Sadly, not a week had passed from the first passage to the second. I think she set a new land speed record for the loss of a driver's license. What's sad is that just before she left the house she'd asked me if I'd ever had a ticket.

ME: Nope. Not one.

HER: Ever had an accident?

ME: Nope.

HER: In all those years? Never?

ME: Not one. You can't say the same thing about your father.

I added that last little bit simply so she would continue to believe that I was the superior driver in the family. It's a female thing. Then she said something so touching, so sweet, so honeyed that I thought I'd need a big glass of milk to wash it down.

"Then that's my goal too. To be just like you and be a good driver."

Uh huh. That should have been my first clue .

Then she left. With my vehicle. With instructions to go to the library and then come home.

Stephanie has what is called an Intermediate License. This means that she can drive a vehicle with other people in the car if they are members of her immediate family. We wouldn't let her drive her cousins last week. We believe in obeying the law.

It appears we neglected to instill that whole obey-the-law thing in our teenage mutant driver. Her father spied her as he was driving home from work and noticed that there was one, perhaps two other people in the vehicle with her. They were eating DQ Blizzards. One of them tried to crouch down and hide after our daughter recognized her father's pickup truck beside her on the road.

When he informed me of what he'd seen, I immediately dialed Stephanie's cellphone.

ME: "Where are you?"

HER: Fred Meyer's.

ME: Who is with you?

HER: No one.

ME: Your father says he saw someone in the van with you.

HER: Well, I have an orange construction cone in the back. He probably thought that was a person. I swear there isn't anyone with me, Mom!

Riiiiight.
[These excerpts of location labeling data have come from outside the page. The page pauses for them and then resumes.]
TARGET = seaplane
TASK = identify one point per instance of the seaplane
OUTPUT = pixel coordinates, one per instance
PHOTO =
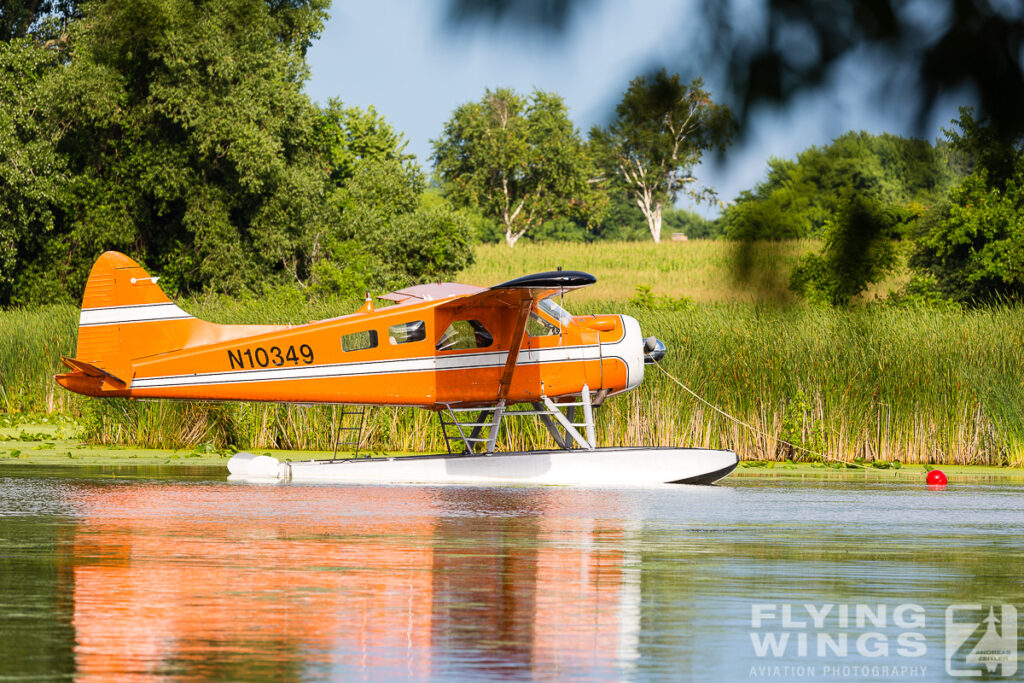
(475, 356)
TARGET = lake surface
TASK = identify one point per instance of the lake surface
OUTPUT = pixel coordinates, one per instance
(190, 578)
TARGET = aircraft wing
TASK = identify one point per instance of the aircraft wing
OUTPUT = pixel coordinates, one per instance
(518, 296)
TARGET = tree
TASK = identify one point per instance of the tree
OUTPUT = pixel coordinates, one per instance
(177, 131)
(660, 131)
(799, 197)
(972, 246)
(518, 161)
(858, 250)
(790, 48)
(22, 17)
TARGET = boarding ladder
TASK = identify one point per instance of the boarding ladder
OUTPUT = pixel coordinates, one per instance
(562, 426)
(354, 431)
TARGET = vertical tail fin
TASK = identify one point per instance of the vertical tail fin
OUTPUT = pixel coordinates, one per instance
(119, 292)
(126, 318)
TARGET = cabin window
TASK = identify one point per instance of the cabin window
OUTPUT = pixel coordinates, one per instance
(358, 341)
(408, 332)
(463, 335)
(538, 327)
(554, 310)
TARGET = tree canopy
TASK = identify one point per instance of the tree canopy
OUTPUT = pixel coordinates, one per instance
(177, 131)
(659, 133)
(517, 160)
(972, 245)
(799, 197)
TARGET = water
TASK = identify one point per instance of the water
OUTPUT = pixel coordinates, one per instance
(192, 578)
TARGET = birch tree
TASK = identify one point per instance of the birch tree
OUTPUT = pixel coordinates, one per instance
(659, 133)
(517, 160)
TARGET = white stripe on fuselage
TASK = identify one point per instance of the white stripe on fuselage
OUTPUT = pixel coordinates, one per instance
(144, 312)
(332, 371)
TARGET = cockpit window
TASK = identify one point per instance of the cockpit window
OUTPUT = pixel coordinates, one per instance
(463, 335)
(408, 332)
(554, 310)
(538, 327)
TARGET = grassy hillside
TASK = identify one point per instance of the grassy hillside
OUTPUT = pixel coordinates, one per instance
(876, 382)
(705, 270)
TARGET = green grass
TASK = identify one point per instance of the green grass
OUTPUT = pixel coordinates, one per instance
(877, 382)
(705, 270)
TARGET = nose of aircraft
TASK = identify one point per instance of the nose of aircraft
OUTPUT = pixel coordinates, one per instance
(653, 349)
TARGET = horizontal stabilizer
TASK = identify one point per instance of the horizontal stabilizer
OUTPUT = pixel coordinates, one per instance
(91, 370)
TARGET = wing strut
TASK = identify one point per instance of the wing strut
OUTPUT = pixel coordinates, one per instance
(518, 334)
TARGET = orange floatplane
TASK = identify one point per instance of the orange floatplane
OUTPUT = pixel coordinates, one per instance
(466, 352)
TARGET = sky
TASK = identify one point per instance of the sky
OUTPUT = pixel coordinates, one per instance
(404, 58)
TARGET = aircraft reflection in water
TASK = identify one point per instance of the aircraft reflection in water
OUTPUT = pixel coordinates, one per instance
(190, 581)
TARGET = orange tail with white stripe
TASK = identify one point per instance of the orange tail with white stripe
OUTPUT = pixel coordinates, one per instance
(126, 316)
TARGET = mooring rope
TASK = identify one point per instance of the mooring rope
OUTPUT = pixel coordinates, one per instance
(748, 425)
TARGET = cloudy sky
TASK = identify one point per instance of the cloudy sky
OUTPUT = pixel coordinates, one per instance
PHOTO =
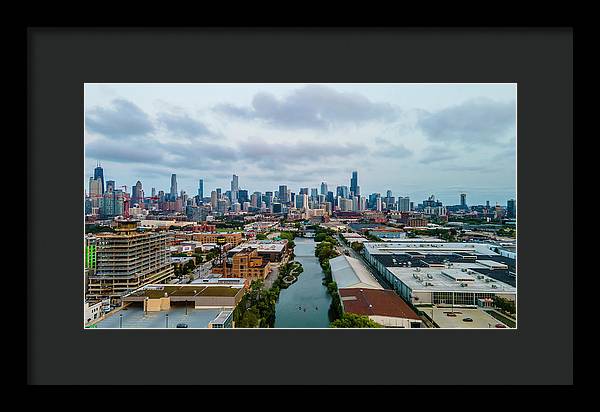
(413, 139)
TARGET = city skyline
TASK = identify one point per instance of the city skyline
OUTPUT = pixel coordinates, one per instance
(415, 140)
(298, 191)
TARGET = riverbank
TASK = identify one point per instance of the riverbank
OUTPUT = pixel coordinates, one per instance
(304, 304)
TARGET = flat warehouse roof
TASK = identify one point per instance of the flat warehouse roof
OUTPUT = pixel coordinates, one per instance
(376, 302)
(349, 272)
(192, 290)
(435, 280)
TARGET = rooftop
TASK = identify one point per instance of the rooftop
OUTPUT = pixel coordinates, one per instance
(349, 272)
(449, 280)
(190, 290)
(376, 302)
(477, 257)
(133, 317)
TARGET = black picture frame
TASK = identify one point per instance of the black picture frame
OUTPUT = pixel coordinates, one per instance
(540, 60)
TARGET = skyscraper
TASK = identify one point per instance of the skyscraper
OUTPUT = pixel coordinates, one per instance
(136, 193)
(242, 196)
(213, 199)
(201, 189)
(283, 196)
(173, 191)
(403, 204)
(234, 188)
(511, 211)
(323, 188)
(354, 188)
(99, 174)
(95, 191)
(342, 191)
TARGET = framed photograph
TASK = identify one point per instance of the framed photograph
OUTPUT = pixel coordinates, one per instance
(330, 205)
(315, 194)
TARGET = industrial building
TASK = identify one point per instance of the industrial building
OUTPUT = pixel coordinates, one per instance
(440, 273)
(160, 297)
(349, 272)
(128, 259)
(361, 293)
(380, 305)
(270, 250)
(246, 263)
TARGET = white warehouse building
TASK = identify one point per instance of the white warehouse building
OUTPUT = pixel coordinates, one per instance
(442, 273)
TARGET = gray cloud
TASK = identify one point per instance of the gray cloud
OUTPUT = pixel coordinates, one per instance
(311, 107)
(472, 168)
(122, 119)
(183, 124)
(256, 149)
(437, 154)
(193, 156)
(387, 149)
(122, 153)
(478, 120)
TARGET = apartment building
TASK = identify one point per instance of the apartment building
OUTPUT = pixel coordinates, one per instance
(128, 259)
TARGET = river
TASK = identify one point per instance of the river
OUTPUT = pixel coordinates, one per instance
(308, 293)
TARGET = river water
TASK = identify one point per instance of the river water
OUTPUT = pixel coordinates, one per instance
(307, 293)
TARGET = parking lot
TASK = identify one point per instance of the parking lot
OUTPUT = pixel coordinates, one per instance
(134, 317)
(481, 320)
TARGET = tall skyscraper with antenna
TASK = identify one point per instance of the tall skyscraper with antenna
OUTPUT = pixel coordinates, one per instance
(173, 191)
(99, 174)
(354, 188)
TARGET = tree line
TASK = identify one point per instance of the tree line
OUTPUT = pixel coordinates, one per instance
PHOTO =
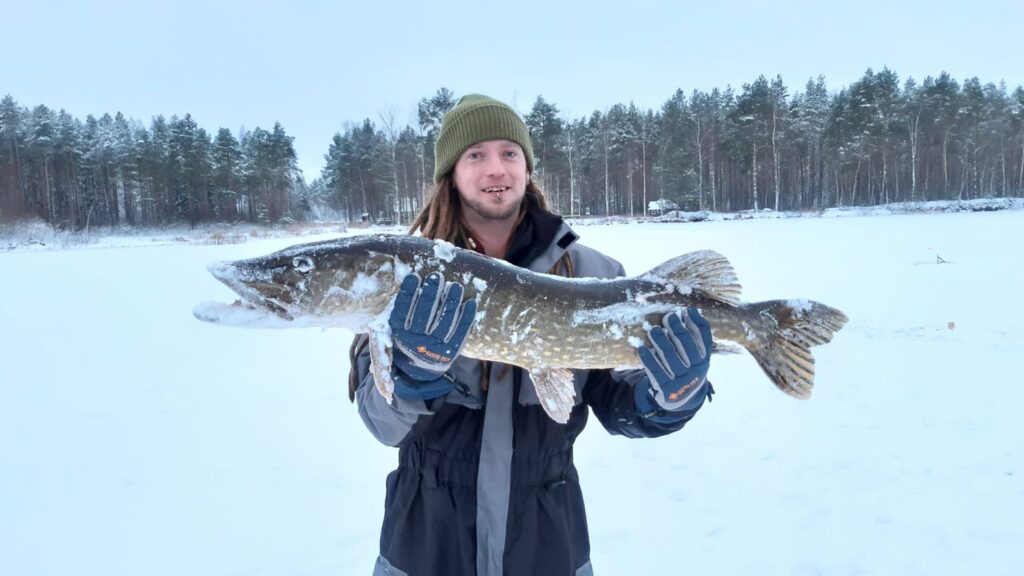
(764, 146)
(113, 170)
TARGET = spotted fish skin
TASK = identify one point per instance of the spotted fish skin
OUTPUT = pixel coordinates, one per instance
(543, 323)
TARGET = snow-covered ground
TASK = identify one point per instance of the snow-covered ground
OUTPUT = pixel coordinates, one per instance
(135, 440)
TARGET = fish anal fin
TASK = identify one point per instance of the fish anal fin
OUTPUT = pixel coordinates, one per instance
(556, 391)
(380, 363)
(705, 271)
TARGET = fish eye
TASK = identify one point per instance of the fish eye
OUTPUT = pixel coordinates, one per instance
(303, 264)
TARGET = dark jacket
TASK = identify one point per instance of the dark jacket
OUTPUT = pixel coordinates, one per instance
(485, 483)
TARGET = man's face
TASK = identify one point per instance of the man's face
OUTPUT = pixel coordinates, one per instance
(492, 178)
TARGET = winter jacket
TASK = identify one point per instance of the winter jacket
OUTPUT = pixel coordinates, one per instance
(485, 483)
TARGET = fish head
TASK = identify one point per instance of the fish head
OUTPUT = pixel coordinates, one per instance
(336, 283)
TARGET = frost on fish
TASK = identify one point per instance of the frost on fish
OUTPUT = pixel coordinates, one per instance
(542, 323)
(556, 391)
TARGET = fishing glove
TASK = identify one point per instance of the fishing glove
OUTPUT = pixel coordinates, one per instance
(429, 324)
(676, 364)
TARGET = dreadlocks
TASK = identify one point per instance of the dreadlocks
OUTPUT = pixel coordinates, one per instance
(441, 218)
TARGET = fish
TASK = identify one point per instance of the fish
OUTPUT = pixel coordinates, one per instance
(545, 324)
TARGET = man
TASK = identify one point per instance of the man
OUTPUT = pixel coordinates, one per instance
(485, 483)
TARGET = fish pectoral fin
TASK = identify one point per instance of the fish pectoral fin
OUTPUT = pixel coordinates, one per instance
(380, 363)
(556, 391)
(725, 346)
(704, 271)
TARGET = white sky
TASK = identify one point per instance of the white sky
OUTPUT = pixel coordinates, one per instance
(313, 66)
A Blizzard-eating construction cone with the flexibility to bend at the waist and hide from passers-by. Who knew that construction cones were sentient beings?

I hung up and phoned three of the friends that my husband thought he saw. The first two had been home the entire time, with their mother's corroborating testimony. The third teenage girl wasn't as convincing, and there was no mother to back up her story. She certainly didn't sound like an orange construction cone to me, but it's difficult to tell with teenagers these days.

When the offending daughter finally arrived home, we sat her down and told her that we'd ask her one more time. Was there someone in the car with her?

Of course there wasn't! It was the construction cone! She wouldn't break the rules! How could we impugn her honor in such a fashion?

"I'm going to ask you one more time. And before you answer, consider whether or not you'd like to lose your license for a week or for a month. The choice is yours. "

They hate it when you're all calm and reasonable. This is why I do it.

After an eternity filled with various facial expressions and mental contortions, she finally admitted the truth. The construction cone wasn't eating an Oreo Blizzard. It was her friend Brittany. Now I can relax and not worry about inanimate objects suddenly springing to life and eating in my van.

I also don't have to worry about losing my vehicle for the next week. She handed over her license to us and left the room in a huff. An Oreo Blizzard-scented huff. Her father and I sat there for a moment in silence.

"You know, I'd probably have done the same thing at her age," whispered my husband. I agreed that I would also perhaps have done the same thing. We both giggled furiously, then put our parental game faces back on and went back to work.